Um exame de consciência sério e global, considerando os aspectos negativos e positivos

Então, se eu quiser fazer a meu respeito um exame de consciência sério, tenho que fazer as seguintes perguntas: "Quais são os movimentos de alma péssimos que eu tenho?"

Não se trata apenas em saber que más ações eu cometi, mas é preciso saber quais são os impulsos de minha alma, para que más ações eu sinto muitas vezes a minha alma mover-se. E ter a coragem de olhar até o fundo, perguntando-se até onde posso chegar se eu atender este mau impulso. Cada um de nós pode chegar ao pecado mortal que leva ao inferno! Sermos precitos, sermos réprobos por toda a eternidade, os mais desgraçados e miseráveis dos homens. Em todos nós há caminhos ladeira abaixo que nos levam para o Inferno, como há caminhos ladeira acima, que nos levam para o Céu. Os caminhos ladeira abaixo estão na nossa natureza; os caminhos ladeira acima estão na graça que dá força aos melhores elementos de nossa natureza para nos levar para o Céu.

Então nós temos que olhar de frente o seguinte: os meus maus impulsos podem me levar para a prática de ações péssimas.

Por exemplo, a vaidade: um homem pode, delirando pela vaidade, ser levado a ações as mais injustas. Ele pode fechar os olhos para as qualidades dos outros, caluniá-los, blefar para passar imerecidamente na frente dos outros. Ele pode conservar ódios e rancores que nunca perdoa por causa da sua vaidade ofendida. Ele pode cair na luxúria, no pecado contra a pureza por causa da vaidade. Por que? Porque isto está no homem.

Como também – e é preciso notar bem este ponto – nós não podemos fazer apenas um exame de consciência deprimente, devemos fazê-lo de modo global, vendo também os lados bons, pois nenhum de nós foi criado para a mediocridade.

 

A vocação para a mediocridade não existe

A vocação para a mediocridade não existe. Todos nós fomos criados para uma virtude autêntica e rutilante. Se correspondermos, seremos astros no reino dos Céus.
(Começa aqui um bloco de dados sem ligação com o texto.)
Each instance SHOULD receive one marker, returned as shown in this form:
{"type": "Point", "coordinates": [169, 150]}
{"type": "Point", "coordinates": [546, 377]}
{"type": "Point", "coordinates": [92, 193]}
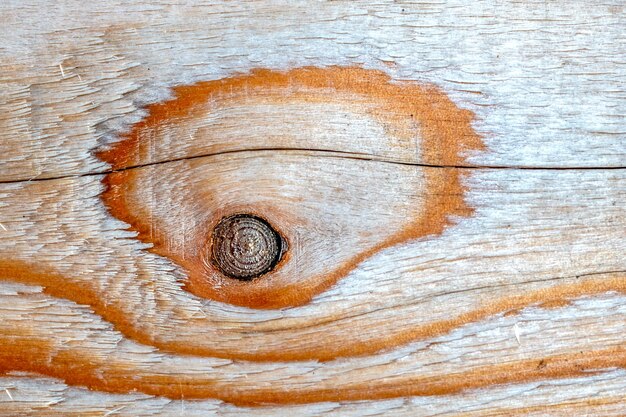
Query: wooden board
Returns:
{"type": "Point", "coordinates": [448, 181]}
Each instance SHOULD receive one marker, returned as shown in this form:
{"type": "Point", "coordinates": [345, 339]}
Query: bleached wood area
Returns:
{"type": "Point", "coordinates": [450, 179]}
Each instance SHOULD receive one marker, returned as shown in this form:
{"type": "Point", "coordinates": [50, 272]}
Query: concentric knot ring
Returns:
{"type": "Point", "coordinates": [245, 246]}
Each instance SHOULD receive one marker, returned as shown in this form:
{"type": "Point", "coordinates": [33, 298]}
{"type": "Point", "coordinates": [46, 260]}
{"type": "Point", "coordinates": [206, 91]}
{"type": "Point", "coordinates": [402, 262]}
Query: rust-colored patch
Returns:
{"type": "Point", "coordinates": [76, 367]}
{"type": "Point", "coordinates": [445, 134]}
{"type": "Point", "coordinates": [113, 311]}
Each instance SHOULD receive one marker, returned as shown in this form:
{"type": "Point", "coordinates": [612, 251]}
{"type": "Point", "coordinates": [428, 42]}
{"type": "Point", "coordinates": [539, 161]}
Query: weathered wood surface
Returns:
{"type": "Point", "coordinates": [451, 179]}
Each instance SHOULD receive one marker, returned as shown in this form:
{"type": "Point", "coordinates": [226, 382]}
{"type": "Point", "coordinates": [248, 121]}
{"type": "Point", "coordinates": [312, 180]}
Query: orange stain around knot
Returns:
{"type": "Point", "coordinates": [409, 113]}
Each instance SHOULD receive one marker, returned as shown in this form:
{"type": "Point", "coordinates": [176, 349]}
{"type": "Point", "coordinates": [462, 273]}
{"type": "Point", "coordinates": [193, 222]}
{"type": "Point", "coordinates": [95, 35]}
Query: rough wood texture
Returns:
{"type": "Point", "coordinates": [450, 179]}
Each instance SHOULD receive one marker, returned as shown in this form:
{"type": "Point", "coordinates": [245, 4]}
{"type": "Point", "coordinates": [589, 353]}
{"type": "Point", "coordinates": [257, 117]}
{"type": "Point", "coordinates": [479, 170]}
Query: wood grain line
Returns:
{"type": "Point", "coordinates": [60, 287]}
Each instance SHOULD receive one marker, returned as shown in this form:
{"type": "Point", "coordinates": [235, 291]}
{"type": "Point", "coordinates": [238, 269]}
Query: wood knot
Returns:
{"type": "Point", "coordinates": [245, 246]}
De maneira que devemos procurar adquirir um misto de santa admiração e santo horror: "Meu Deus, que coisa esplêndida eu poderei ser pela Vossa graça, se disser ‘sim’ à Vossa vontade. Sinto em mim tal nobreza de alma, tal elevação de ideais, que tenho tal ou tal outra possibilidade de me dedicar, de ser entusiasta, de me sacrificar, de ser um herói. Tudo isto eu sinto em mim. Sinto essas aspirações que são frutos vossos, ou pelos dons da natureza, ou pelos dons da graça. Que magnífica perspectiva eu tenho diante de mim".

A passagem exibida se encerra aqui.